The view from the balcony truly is a Million Dollar View....
looking out over the Vonavona lagoon toward Mt Kolombangara.
Dawn
to dusk, the view is always spectacular, with fish constantly working
and moving thru the shallows in front of you, dug-out canoes of the
locals paddling or sailing past at dawn and dusk.... just a total bliss
out sort of scene...
sunset from my balcony
(damn it is so nice loading these pics at broadband speeds!)
The
resort has a restaurant and bar, you can buy meal packages if you want,
or just order your meals as you go, which is what I do as once you
acclimatise, you find your need for food drops markedly in the heat.

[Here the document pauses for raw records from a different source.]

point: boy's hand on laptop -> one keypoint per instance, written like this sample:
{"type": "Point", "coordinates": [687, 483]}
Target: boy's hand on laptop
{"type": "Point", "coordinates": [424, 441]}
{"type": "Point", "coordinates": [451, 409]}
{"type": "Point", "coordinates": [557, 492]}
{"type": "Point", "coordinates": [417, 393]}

Trust me on this, eating is one of my speciality subjects!
The meals
are heavily fish based, being an island resort, not surprising really,
with crayfish, mudcrab and fish meals the mainstay of the menus,
although there is always a meat option for carnivores like myself who do
not fancy fish.
The maindrink is SolBrew, I am told this is a good
beer, and it is reasonably priced too. They have a over-strength beer as
well, SB, with a higher alch for thems as wants a faster buzz I guess.
Perhaps someone else can rate the beer?
For lunches, you gotta have the Soltai Tuna toasted sandwiches. Yum.
Fishing options.
This
is why i come here, there is just so much you can do fishing wise.
There is always somewhere to go, somethnig to do. If it happens to be a
bit blowy, you have the option of heading into the mangroves or up the
rivers for mangrove jack fishing etc, which for Kiwis is an exotic
lark...
The
Bairoko river. The dead trees are a result of the big earthquake up
here 6 years ago, when the land dropped a metre or so, and the trees got
flooded out. Makes for perfect habitat for the Mangrove jacks though,
numbers are high, and Jacks are NOT shy about having a slash at your
lures!
...
however, there are more fish up here than just the jacks, there are all
sorts of jungle perch and other inter-tidal and fresh water fish, up to
the spot-tail bass in the upper waters of the larger rivers, these get
BIG, like over 10kg, and are well worth targeting. A lot of the fish are
smaller though, so a 6-10lb spin set is all you really need. Be
prepared to lose lures though :-)
seki-seki,
or archer fish, will attack en masse anything that touches the water.
Their mini-frenzies as they attack lures often brings good jacks up to
see what is a-foot (sorry, a-fin).
Small lures are mugged by brassy and small GTs in the rivers as well,
and also other species like these two speciesus anonymouses...
On light gear, it is a bit of fun, and you never know when a decent fish is going to come charging in....
On
the nice days, if you do not want to spend all your time in the boats,
you can kayak or wade the sand flats around the resort....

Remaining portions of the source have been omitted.